Taking matters a step further, Muñoz assesses the publishing of this data in the changing environment of humanities scholarship. New dimensions, notably data curation, must be applied to the idea of publishing since it not only encompasses current trends in knowledge production and dissemination within digital humanities, but it also aligns with values of librarians in ways that other methods do not. By referencing and critiquing proposed models, Muñoz also demonstrates how data curation-as-publishing should be re-envisioned rather than adjusted with pre-existing workflows, and that this will eventually necessitate modification to the interaction of libraries and data collections.
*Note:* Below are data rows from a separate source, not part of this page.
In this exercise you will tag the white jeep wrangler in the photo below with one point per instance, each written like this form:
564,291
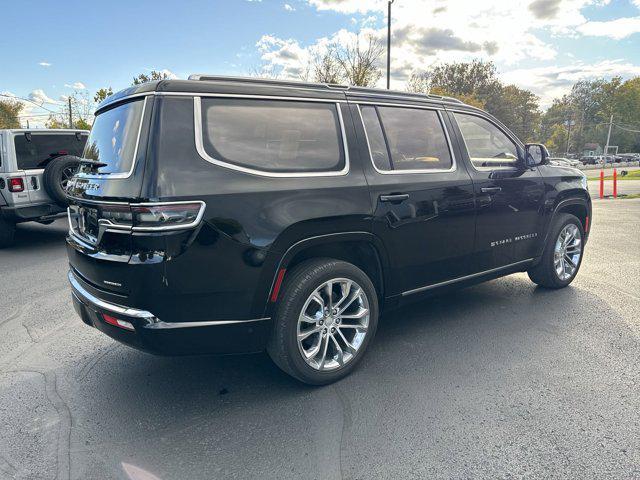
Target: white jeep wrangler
35,166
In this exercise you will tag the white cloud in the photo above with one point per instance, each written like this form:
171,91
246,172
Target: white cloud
76,86
554,81
616,29
40,97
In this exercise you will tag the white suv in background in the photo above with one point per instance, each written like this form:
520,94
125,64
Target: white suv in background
35,166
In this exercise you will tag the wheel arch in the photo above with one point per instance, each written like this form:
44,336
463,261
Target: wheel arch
363,249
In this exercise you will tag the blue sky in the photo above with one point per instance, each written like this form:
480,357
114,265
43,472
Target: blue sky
51,48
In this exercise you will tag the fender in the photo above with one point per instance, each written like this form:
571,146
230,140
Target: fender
270,273
583,201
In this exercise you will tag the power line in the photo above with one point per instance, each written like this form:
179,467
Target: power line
30,101
626,129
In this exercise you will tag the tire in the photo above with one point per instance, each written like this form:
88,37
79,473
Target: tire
55,176
295,299
7,233
547,273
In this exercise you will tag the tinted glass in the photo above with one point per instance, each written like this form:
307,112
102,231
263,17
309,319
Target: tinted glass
274,136
114,136
416,139
40,148
488,147
377,145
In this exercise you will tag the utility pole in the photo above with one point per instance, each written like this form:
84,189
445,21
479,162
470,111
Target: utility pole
569,124
389,43
70,117
606,147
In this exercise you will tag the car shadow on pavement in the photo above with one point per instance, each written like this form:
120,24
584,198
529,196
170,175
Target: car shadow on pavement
31,235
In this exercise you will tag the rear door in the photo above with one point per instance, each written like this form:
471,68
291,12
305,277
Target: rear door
422,196
509,194
34,150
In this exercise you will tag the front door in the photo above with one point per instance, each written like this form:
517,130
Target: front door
508,194
423,200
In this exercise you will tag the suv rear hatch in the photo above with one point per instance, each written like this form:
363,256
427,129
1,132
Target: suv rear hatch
100,195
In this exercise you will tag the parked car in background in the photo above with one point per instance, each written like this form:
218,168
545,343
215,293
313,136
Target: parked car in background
564,162
227,215
589,160
35,166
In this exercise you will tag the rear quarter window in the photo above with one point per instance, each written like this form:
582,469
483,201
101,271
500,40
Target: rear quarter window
273,136
114,137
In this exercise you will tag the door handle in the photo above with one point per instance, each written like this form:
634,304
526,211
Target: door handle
394,197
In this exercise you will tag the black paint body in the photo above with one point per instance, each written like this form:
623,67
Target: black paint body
225,268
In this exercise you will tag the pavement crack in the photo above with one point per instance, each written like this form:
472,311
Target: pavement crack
96,359
346,421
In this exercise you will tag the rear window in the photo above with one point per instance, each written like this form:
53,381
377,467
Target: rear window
273,136
35,150
114,137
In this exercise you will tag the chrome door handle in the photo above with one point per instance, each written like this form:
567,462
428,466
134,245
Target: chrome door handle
394,198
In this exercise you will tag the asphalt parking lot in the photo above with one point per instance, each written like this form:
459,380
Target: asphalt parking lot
501,380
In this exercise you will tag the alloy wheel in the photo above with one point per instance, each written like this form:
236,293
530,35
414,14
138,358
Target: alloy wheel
567,252
333,324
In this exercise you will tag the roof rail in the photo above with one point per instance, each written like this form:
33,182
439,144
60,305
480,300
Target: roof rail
331,86
273,81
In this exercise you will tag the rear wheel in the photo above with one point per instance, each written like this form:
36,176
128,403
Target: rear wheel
326,317
7,233
57,175
562,254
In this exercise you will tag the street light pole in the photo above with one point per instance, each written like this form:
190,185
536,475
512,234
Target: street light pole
389,43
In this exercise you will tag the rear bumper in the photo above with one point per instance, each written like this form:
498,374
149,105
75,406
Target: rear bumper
153,335
31,212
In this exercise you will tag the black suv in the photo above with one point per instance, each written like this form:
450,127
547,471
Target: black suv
226,215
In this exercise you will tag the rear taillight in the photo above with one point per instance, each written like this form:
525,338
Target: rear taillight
16,185
168,216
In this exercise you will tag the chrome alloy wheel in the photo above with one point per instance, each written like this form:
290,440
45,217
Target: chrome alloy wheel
67,173
333,324
567,252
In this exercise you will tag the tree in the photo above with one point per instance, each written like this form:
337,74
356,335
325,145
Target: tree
476,78
519,110
81,112
325,67
143,78
360,63
9,113
102,94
In this article, we can clearly see how the application of digital technologies to a field of study will bring forth new trends and as such a need for adjustment to existing practices. In that regard, I believe that it is important for humanists and librarians to come to an agreement as to the manner in which to usher in this change, as Muñoz has made it clear that there are still many models that do not adequately account for the needs of both parties. Additionally, I agree with the author’s recommendation that librarians adopt a more hands-on approach to data curation-as-publishing, as I can imagine that outsourcing being quite costly the more complex the project or data set is and the higher the demand for it becomes. Furthermore, I believe that librarians must not discredit platforms like Zotero in their data curation activities because they can greatly benefit from its provision of digital information produced in the course of research which can further be shared among other scholars as a potential input for further research.

All in all, Schöch and Muñoz have demonstrated that as digital humanities continue to change so too must considerations be made for the transformations of data and its publishing within the space.